Cofer’s work has always drawn strength from her life’s contradictions and dualities, such as the necessities and demands of both English and Spanish, her travels between and within various mainland and island subcultures, and the challenges of being a Latina living in the U.S. South. Interlaced with these far-from-common tensions are dualities we all share: our lives as both sacred and profane, our negotiation of both child and adult roles, our desires to be the person who belongs and also the person who is different.

What we discover in The Cruel Country is how much Cofer has heretofore held back in her vivid and compelling writing. This journey to her mother’s deathbed has released her to tell the truth within the truth. She arrives at her mother’s bedside as a daughter overcome by grief, but she navigates this cruel country as a writer—an acute observer of detail, a relentless and insistent questioner.

Author Biography:

Judith Ortiz Cofer was born in Hormigueros, a small town in Puerto Rico. When she was a young child her father’s military career took the family to Paterson, New Jersey, but she often spent her childhood traveling back and forth between Puerto Rico and the U.S. At 15, her family moved again, this time to Augusta, Georgia, where she eventually earned a BA in English from Augusta College. She later earned an MA in English from Florida Atlantic University and did graduate work at Oxford University.

Although Ortiz Cofer is best known for her works of creative nonfiction, she began her writing career with poetry, which she feels “contains the essence of language.” Her early chapbook Peregrina (1986) won the Riverstone International Chapbook Competition, and she has published various other collections of poetry since, including Terms of Survival (1987), Reaching for the Mainland (1995), and A Love Story Beginning in Spanish (2005).
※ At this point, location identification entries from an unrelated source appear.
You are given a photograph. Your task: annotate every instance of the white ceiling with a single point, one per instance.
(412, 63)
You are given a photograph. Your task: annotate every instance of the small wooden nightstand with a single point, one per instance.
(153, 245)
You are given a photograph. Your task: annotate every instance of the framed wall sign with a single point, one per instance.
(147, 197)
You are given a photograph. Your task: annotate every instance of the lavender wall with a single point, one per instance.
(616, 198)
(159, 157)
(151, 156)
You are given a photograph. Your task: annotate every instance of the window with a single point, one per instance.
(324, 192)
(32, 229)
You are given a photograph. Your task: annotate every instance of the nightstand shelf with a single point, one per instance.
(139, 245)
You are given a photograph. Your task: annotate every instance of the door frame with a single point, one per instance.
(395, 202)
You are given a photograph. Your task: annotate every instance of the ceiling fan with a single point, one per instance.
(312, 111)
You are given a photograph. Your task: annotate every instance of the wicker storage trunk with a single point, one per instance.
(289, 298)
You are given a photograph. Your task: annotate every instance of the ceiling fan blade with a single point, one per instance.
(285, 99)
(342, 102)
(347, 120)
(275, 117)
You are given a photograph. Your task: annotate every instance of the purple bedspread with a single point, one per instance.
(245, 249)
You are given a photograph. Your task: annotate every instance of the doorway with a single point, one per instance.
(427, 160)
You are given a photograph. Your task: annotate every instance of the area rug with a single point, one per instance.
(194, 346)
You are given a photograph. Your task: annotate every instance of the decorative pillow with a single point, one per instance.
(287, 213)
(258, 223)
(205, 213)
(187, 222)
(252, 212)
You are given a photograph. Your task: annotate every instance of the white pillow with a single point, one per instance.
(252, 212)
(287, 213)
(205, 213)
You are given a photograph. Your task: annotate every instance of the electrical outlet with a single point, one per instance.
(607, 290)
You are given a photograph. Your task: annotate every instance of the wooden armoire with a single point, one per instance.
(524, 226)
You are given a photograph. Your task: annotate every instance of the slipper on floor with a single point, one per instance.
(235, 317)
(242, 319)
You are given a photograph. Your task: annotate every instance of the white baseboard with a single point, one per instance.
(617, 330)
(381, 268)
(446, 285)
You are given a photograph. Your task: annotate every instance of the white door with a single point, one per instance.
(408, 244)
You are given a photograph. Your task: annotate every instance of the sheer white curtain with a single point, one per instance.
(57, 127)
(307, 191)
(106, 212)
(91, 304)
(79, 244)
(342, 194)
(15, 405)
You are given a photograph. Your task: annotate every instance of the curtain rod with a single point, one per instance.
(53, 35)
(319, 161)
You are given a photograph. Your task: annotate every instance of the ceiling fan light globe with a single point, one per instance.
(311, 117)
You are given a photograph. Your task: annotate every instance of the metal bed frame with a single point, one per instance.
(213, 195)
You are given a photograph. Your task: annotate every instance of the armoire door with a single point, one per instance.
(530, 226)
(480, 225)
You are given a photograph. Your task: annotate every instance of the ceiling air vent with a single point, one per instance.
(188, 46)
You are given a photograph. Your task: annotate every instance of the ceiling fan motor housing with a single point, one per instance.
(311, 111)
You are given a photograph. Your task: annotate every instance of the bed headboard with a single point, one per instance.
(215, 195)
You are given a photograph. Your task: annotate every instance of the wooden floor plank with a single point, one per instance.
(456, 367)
Ortiz Cofer’s work explores the rifts and gaps that arise between her split cultural heritages. Her early immersion in both Puerto Rican and American culture has shaped her multi-genre approach, which includes works of fiction, prose, poetry, and sometimes a combination of the three. Her work The Latin Deli, which was nominated for a Pulitzer-Prize, explores various genres, combining poetry, short fiction, and personal narrative. She is also an author of children’s books.

In 2010, Ortiz Cofer was inducted into the Georgia Writers Hall of Fame. Her awards include grants from the Witter Bynner Foundation and the Georgia Council for the Arts, as well as fellowships from the National Endowment for the Arts for poetry, the Bread Loaf Writers' Conference, and the Florida Fine Arts Council.
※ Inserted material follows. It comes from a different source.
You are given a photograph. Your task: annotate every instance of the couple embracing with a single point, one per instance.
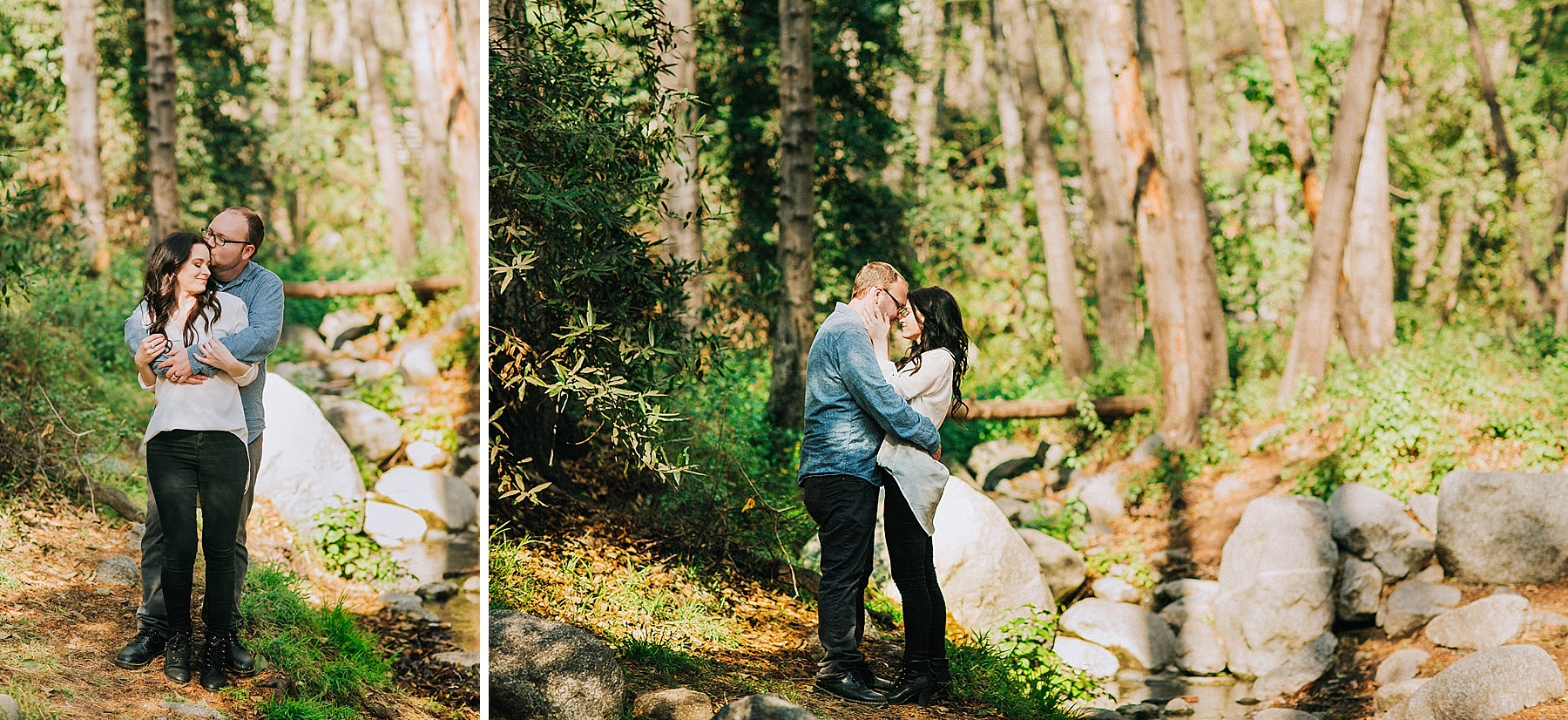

Ortiz Cofer teaches at the University of Georgia as the Regents' and Franklin Professor of English and Creative Writing.

Crystal is a church musician, business owner, active journaler, writer and blogger as well as a dairy farmer. She lives in Reedsville, Wisconsin with her husband, four young children (Carmen 8, Andre 6, Breccan 19 months, and Delphine 7 weeks), two dogs, two rabbits, four little piggies, and over 200 Holsteins. You can find Crystal blogging and reviewing books and all sorts of other stuff at:


Angela Mackintosh said...

Lovely review, Crystal. It sounds like a book I can really relate to. I'm glad it didn't leave you overwhelmingly sad! I just took a look inside the book and her prose is gorgeous, and I'd be interested in learning more about Puerto Rican culture.